James Madison’s Internet Problem

He never saw Twitter coming. That may be a big problem.


James Madison escaped the cutting cold of February and April 1787 camped out in New York City, distilling his thoughts in advance of the Constitutional Convention soon to convene in Philadelphia. Much of his political philosophy, on which so much of our system of government depends, first fell into place and onto paper during this time.

Of particular note, it was here and now that the seeds of the Madisonian theory of republican government — which he often referred to as “confederation” or “confederacy” — having been planted the winter prior as he consumed and considered volume after volume of political history at Montpelier, began to flower. We have been harvesting an uninterrupted constitutional bounty from this snowbound rumination since.

David Hume most likely inspired James Madison’s energy theories regarding republican government, posits presidential biographer Ralph Ketcham.

But in reading Ralph Ketcham’s authoritative biography of our fourth president, I came across this nugget upon which rests much of the political theory undergirding Madison’s “Virginia Plan,” that would soon form the foundation of the U.S. Constitution drafted during an age where horse-borne messengers and printed parchment represented the most cutting edge of communications technology [emphasis mine]:

At the crystallizing moment in New York, he may have read David Hume’s ‘Idea of a Perfect Commonwealth,’ an explicit rejection of the notion, hallowed by Aristotle and Montesquieu, that ‘no large state…could ever be modeled into a [republican] commonwealth.’ To the contrary, Hume asserted, as probable.

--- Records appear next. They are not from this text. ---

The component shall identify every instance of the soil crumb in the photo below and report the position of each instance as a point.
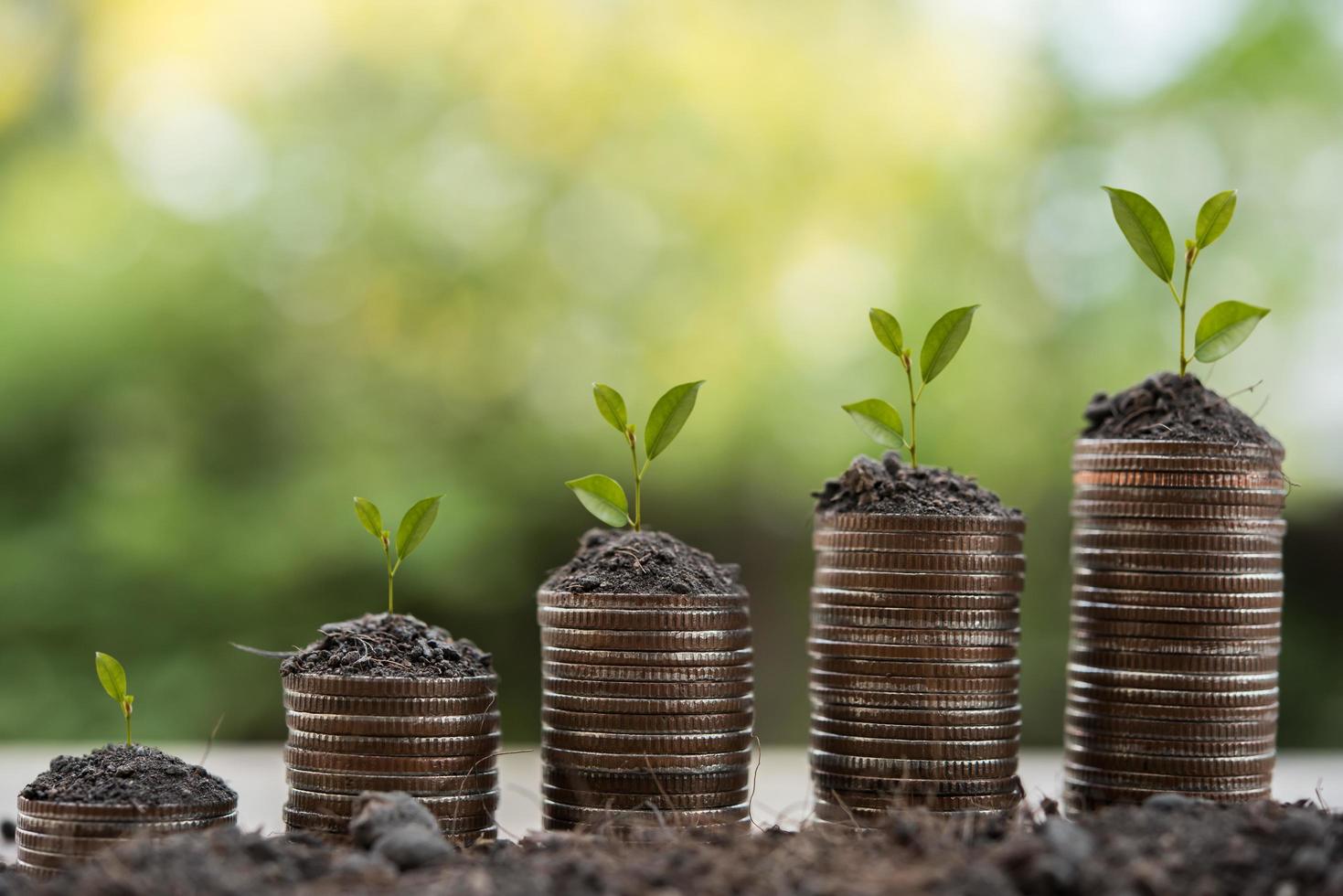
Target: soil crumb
(123, 774)
(892, 486)
(1168, 406)
(1170, 847)
(389, 645)
(629, 561)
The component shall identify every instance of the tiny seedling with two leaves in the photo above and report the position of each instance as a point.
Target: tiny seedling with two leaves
(603, 496)
(113, 677)
(1226, 324)
(410, 534)
(876, 417)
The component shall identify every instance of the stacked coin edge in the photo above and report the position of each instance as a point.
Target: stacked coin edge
(55, 836)
(915, 678)
(647, 710)
(1176, 621)
(435, 739)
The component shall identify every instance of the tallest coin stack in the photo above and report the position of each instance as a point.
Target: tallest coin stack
(1176, 620)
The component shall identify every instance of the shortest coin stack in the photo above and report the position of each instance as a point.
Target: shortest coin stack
(435, 739)
(646, 710)
(913, 664)
(54, 836)
(1176, 621)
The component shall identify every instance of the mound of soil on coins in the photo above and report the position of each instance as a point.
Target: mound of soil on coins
(128, 775)
(1168, 406)
(892, 486)
(629, 561)
(389, 645)
(1170, 847)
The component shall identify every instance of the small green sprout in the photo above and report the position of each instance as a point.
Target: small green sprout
(1226, 324)
(412, 529)
(113, 678)
(875, 417)
(603, 496)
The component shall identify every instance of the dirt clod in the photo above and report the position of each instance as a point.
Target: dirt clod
(129, 775)
(892, 486)
(627, 561)
(1167, 406)
(386, 645)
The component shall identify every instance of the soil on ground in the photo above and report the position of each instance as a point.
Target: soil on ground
(1168, 406)
(629, 561)
(389, 645)
(128, 774)
(892, 486)
(1171, 847)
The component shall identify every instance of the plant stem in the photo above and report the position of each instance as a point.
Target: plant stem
(391, 574)
(913, 415)
(638, 485)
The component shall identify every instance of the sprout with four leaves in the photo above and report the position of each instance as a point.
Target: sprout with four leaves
(876, 417)
(113, 678)
(412, 529)
(1226, 324)
(603, 496)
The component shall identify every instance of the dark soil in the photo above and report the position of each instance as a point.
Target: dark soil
(1171, 847)
(136, 775)
(1168, 406)
(629, 561)
(892, 486)
(387, 645)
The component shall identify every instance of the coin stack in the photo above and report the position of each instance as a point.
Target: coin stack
(915, 624)
(646, 710)
(435, 739)
(1176, 621)
(55, 836)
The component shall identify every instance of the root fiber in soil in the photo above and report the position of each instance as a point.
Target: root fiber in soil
(389, 645)
(892, 486)
(629, 561)
(1168, 847)
(121, 774)
(1167, 406)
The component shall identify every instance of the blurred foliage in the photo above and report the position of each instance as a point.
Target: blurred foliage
(257, 258)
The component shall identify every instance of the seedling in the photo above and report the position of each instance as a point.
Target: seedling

Democracies, prone to turbulence, became more so in small territories because, there, passions were readily communicated and easily became dominant. In a large republic, on the other hand, the greater number of factions, and the physical difficulties of effective collusion on prejudices and passions, would hinder hasty, irrational measures against the public interest.

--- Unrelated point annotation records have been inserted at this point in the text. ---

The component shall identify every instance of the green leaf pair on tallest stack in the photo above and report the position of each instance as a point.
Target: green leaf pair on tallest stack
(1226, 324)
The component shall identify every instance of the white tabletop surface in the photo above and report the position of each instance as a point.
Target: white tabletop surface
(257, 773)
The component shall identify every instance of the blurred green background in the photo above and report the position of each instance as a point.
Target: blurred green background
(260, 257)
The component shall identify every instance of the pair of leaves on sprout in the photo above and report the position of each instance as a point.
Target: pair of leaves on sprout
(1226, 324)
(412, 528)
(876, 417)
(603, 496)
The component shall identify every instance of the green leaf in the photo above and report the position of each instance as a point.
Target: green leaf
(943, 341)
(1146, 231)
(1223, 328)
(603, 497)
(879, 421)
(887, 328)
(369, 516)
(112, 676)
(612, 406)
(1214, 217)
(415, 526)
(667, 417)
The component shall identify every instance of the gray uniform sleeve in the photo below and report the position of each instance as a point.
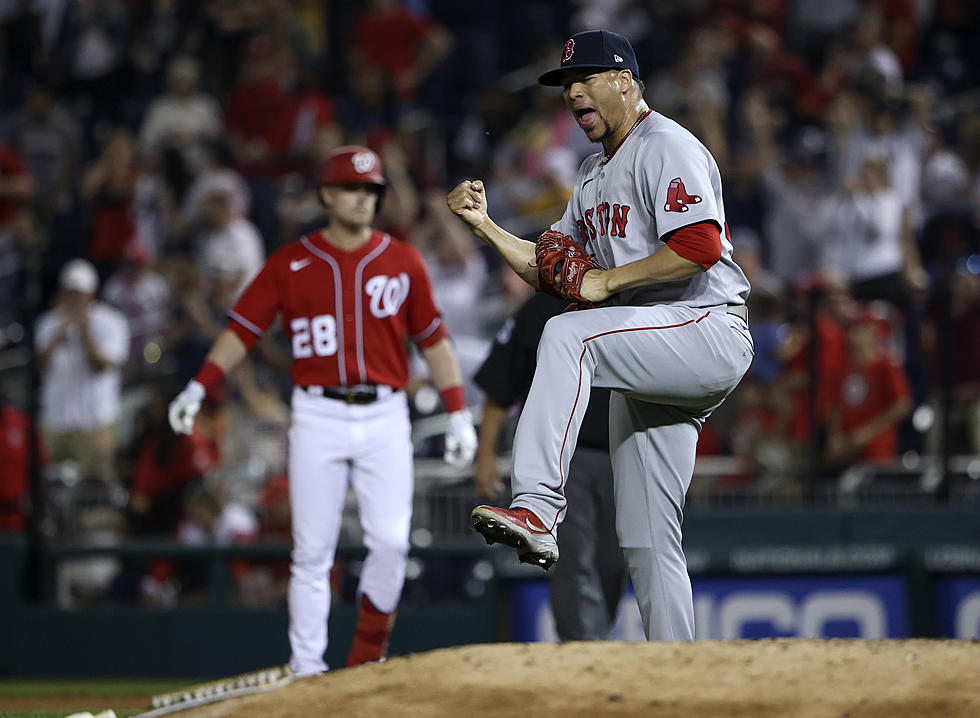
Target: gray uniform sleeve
(679, 182)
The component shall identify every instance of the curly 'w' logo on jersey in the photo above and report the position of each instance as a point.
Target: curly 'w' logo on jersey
(677, 197)
(387, 293)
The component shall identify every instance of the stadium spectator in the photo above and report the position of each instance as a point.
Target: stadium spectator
(108, 187)
(16, 186)
(184, 118)
(82, 345)
(164, 463)
(405, 46)
(15, 465)
(228, 244)
(143, 295)
(49, 139)
(870, 397)
(17, 232)
(872, 232)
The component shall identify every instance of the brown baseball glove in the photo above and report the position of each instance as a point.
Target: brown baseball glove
(562, 264)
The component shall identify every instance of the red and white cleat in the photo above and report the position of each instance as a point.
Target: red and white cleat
(520, 529)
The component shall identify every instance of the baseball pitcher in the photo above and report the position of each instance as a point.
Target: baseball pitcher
(349, 297)
(644, 252)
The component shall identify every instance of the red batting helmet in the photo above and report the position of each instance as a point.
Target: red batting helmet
(353, 164)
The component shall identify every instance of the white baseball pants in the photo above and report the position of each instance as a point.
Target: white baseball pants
(332, 443)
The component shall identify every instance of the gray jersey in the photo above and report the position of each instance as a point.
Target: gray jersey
(661, 178)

In the late 18th Century, communication at the speed of light across a country of our size, or even across the 13 colonies, was unfathomable — even to the broadest minds of the time, like a Madison or a Hume or a Jefferson. But today, “effective collusion on prejudices and passions” over great distances is not only possible, it is pervasive. Little in our lives, personal, professional or political, would be possible without the powerful ability to instantly communicate with anyone, anywhere about anything. Can you imagine a modern presidential campaign, a protest movement, or a product roll out without the Internet, long-distance telephony or broadcast television? Madison concluded:

“The great desideratum in Government is such a modification of the sovereignty as will render it sufficiently neutral between the different interests and factions, to controul one part of the society from invading the rights of another, and at the same time sufficiently controuled itself, from setting up an interest adverse to that of the whole society.”

Even the most news-blind person could attest to the fact that our large republic today contains multifarious faction that more or less balance out one another. That pillar of Hume-inspired Madisonian theory appears to be sturdy, though it may be wise to further explore the current meaning and implications of “modifying the sovereignty” of individual citizens and lower levels of government.

What of the other bedrock notion? Much scholarly ink, of which I am ignorant and by which I would love to be enlightened, has surely been spilled on the subject. Mining that ink, like sifting through Ketcham’s, could yield us a wicked jewel more rare than finding a flaw in James Madison’s thinking: a professorial political theorist proved right in real time.

In 2016, as flash protests and millisecond movements circle the globe in the time it took Madison to wet his quill pen, we could be witnessing the final unraveling of a critical component of American political theory fathered by the Father of the Constitution.